Storen was put in a difficult situation in July. He had 29 saves and a 1.73 ERA to that point in the season, but he lost his closer's job when the Nationals acquired Jonathan Papelbon from the Philadelphia Phillies in a midseason trade. Storen was shifted to an eighth-inning role, where he struggled the rest of the year. His ERA ballooned to 3.44, and he did not record a save the rest of the season.
It was clear one of Storen or Papelbon would be dealt this offseason, and it appears the Nationals have chosen to keep Papelbon -- despite his late-season dugout altercation with NL MVP Bryce Harper.
Now Storen heads to Toronto, where he's once again in an interesting position. The Blue Jays are the defending AL East champs, and they won the division last year with 20-year-old Roberto Osuna closing games. Osuna's 20 saves, 2.58 ERA and 0.919 WHIP are solid, if not impressive, for any reliever who toils in the AL East. That performance is especially good considering Osuna's age and relative inexperience.
Does Osuna deserved to be replaced as closer? I would say not. There's no question the Blue Jays needed to acquire another reliever. Aaron Sanchez's high ceiling was being wasted as a short reliever last year. It's time for Toronto to move Sanchez into the starting rotation and see what he can bring. So, from that perspective, it's a good move for the Jays to add Storen.

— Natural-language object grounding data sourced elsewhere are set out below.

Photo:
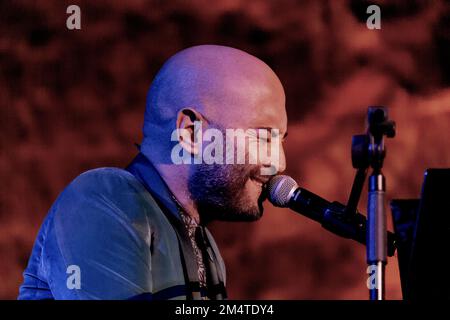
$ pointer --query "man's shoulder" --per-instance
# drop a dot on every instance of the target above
(109, 189)
(105, 178)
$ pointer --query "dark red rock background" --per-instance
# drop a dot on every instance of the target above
(74, 100)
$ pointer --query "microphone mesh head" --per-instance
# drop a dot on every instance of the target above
(280, 190)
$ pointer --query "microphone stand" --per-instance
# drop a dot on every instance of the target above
(369, 151)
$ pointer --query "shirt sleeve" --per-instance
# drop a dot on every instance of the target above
(98, 244)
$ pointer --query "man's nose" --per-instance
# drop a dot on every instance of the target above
(274, 164)
(282, 161)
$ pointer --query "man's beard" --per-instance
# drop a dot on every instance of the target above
(220, 192)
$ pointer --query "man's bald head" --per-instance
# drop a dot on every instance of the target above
(222, 88)
(227, 86)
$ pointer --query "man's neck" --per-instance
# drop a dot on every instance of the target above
(176, 178)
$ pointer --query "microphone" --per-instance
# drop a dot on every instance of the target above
(283, 191)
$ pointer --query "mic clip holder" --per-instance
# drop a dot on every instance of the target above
(368, 150)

But can Storen deal with an eighth-inning role if Osuna pitches better than him and keeps the closer's job? Or will he fall apart mentally like he did in Washington?
Either way, I'm not sold on Storen closing big games. His postseason meltdowns in Game 5 of the 2012 NLDS against St. Louis and Game 2 of the 2014 NLDS against San Francisco are part of the reason the Nationals have never fulfilled their potential. I suspect that's why the Nationals chose to keep Papelbon, despite the potential clubhouse problem he creates. Even though it's been a while, Papelbon has proven he can close in the postseason. The right-hander is unscored upon in 17 of his 18 career playoff appearances.
As for Revere, he takes the spot in the Washington lineup vacated by Denard Span, who signed with San Francisco last week. The Nationals had been players in the Jason Heyward sweepstakes earlier this offseason, but they were beaten out by the Chicago Cubs.
It didn't seem as though Washington was interested in any of the right-handed power-hitting outfielders on the free-agent market. The Nationals wanted to add a left-handed hitter who can cover center field, and they obviously feel Revere is a more cost-effective option than Span would have been.